Evaluating the accuracy of AIM panels at quantifying genome ancestry
- Equal contributors
1 Unidade de Xenética, Departamento de Anatomía Patolóxica e Ciencias Forenses, and Instituto de Ciencias Forenses, Grupo de Medicina Xenómica (GMX), Facultade de Medicina, Universidade de Santiago de Compostela, 15872 Santiago de Compostela, Galicia, Spain
2 Grupo de Investigación en Genética, Vacunas, Infecciones y Pediatría (GENVIP), Hospital Clínico Universitario and Universidade de Santiago de Compostela (USC), Santiago de Compostela, Galicia, Spain
3 Unidad de Emergencias Pediátrica y Cuidados Intensivos, Departamento de Pediatría, Hospital Clínico Universitario de Santiago, Santiago de Compostela, Galicia, Spain
BMC Genomics 2014, 15:543 doi:10.1186/1471-2164-15-543Published: 30 June 2014
There is a growing interest among geneticists in developing panels of Ancestry Informative Markers (AIMs) aimed at measuring the biogeographical ancestry of individual genomes. The efficiency of these panels is commonly tested empirically by contrasting self-reported ancestry with the ancestry estimated from these panels.

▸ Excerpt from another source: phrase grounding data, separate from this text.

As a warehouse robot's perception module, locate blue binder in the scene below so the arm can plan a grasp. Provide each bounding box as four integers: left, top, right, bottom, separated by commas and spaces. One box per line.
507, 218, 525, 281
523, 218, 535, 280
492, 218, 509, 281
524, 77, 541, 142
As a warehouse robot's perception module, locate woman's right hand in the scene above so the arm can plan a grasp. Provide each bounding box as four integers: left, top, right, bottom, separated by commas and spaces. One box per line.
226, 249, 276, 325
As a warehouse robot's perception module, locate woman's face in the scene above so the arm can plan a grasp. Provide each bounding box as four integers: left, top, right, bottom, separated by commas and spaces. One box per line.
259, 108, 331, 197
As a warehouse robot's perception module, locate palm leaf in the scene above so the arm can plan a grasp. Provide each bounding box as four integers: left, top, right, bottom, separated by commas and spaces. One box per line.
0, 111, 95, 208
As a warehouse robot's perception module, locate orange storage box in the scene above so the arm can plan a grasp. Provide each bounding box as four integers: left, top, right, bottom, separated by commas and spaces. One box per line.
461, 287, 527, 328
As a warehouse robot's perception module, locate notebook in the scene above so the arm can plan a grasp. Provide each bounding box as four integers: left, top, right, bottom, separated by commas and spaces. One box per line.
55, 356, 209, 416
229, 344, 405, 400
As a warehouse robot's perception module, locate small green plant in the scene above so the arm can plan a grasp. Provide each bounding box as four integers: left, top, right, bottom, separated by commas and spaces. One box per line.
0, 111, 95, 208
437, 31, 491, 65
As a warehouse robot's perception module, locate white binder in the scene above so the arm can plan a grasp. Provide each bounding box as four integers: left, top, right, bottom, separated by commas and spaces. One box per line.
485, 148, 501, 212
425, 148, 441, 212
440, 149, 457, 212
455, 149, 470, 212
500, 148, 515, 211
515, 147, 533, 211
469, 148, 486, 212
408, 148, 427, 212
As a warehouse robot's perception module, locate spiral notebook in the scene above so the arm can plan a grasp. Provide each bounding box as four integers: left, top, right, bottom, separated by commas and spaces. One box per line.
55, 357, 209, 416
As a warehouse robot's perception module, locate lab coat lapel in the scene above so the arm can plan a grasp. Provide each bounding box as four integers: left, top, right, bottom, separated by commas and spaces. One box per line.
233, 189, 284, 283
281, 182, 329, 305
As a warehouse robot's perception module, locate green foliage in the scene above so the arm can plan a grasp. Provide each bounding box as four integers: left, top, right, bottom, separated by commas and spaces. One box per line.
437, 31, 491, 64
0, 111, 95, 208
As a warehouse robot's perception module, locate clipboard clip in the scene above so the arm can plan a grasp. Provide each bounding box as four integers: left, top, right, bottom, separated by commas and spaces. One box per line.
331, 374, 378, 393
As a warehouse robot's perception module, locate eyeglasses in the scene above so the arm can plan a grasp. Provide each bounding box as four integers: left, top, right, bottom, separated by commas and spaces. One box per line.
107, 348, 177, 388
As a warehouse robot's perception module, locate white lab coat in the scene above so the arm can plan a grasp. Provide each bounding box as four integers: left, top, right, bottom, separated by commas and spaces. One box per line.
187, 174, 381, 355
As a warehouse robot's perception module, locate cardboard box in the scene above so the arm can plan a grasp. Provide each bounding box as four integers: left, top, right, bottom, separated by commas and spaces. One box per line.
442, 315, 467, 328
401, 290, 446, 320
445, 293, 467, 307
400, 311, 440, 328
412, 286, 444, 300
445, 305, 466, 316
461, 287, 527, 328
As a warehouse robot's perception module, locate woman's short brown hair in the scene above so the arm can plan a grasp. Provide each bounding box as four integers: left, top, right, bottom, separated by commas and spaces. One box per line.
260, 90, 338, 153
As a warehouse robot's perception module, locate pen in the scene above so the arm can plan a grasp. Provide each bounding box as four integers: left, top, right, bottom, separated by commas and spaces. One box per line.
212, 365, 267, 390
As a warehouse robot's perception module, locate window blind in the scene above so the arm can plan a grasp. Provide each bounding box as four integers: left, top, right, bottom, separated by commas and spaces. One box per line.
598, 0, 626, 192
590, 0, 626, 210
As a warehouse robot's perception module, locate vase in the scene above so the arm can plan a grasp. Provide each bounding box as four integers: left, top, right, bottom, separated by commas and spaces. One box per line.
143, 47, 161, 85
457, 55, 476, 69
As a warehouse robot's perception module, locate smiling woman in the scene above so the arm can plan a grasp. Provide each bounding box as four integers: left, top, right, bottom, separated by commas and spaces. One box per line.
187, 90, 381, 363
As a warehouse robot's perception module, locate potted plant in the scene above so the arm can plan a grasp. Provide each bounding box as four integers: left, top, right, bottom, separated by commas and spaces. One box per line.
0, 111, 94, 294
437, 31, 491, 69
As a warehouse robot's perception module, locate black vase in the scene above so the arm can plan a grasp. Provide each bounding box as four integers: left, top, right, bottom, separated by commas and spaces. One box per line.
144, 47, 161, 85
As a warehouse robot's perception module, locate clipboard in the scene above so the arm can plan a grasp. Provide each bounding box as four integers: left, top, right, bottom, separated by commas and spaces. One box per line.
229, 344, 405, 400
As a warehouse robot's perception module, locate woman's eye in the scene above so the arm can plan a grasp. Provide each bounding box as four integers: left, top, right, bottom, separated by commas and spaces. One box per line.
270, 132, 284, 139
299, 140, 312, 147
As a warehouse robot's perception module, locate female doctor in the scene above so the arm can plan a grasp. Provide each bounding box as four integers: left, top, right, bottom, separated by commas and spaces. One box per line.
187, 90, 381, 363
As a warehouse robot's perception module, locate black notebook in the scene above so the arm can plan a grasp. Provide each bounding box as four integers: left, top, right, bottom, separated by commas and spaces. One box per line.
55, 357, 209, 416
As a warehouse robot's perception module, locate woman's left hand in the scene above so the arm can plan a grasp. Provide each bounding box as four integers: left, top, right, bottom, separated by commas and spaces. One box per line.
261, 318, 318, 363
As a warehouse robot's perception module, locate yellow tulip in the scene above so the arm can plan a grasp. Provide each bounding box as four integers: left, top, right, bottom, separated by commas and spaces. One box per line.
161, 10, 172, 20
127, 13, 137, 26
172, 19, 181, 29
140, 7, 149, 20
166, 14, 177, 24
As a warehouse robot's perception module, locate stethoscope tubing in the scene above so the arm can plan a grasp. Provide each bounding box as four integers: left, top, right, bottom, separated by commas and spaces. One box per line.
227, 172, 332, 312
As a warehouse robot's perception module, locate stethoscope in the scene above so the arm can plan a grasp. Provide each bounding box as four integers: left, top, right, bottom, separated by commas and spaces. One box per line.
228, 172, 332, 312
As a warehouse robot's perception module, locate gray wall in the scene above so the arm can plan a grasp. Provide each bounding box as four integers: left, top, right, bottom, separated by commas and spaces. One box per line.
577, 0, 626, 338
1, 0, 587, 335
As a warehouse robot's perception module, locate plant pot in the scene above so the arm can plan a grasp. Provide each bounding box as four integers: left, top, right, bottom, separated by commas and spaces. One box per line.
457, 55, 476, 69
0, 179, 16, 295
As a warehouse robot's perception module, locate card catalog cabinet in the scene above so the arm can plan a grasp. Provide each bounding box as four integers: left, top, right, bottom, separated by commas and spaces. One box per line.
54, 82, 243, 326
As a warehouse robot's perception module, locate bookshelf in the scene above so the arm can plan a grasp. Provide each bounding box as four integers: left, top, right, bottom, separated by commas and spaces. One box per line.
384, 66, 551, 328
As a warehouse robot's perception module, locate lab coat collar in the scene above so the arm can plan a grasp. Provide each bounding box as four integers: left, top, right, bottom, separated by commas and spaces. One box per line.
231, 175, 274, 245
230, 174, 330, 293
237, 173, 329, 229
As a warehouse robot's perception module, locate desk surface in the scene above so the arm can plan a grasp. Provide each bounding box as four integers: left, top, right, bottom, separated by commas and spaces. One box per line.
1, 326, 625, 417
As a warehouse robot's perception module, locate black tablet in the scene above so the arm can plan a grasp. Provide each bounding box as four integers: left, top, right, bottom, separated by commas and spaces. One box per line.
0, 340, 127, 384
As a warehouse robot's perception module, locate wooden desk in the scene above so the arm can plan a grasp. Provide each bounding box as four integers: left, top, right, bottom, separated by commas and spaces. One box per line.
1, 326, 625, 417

Using SNP data from HapMap we carried out a simulation-based study aimed at measuring the effect of SNP coverage on the estimation of genome ancestry. For three of the main continental groups (Africans, East Asians, Europeans) ancestry was first estimated using the whole HapMap SNP database as a proxy for global genome ancestry; these estimates were subsequently compared to those obtained from pre-designed AIM panels. Panels that consider >400 AIMs capture genome ancestry reasonably well, while those containing a few dozen AIMs show a large variability in ancestry estimates. Curiously, 500-1,000 SNPs selected at random from the genome provide an unbiased estimate of genome ancestry and perform as well as any AIM panel of similar size. In simulated scenarios of population admixture, panels containing few AIMs also show important deficiencies to measure genome ancestry.
The results indicate that the ability to estimate genome ancestry is strongly dependent on the number of AIMs used, and not primarily on their individual informativeness. Caution should be taken when making individual (medical, forensic, or anthropological) inferences based on AIMs.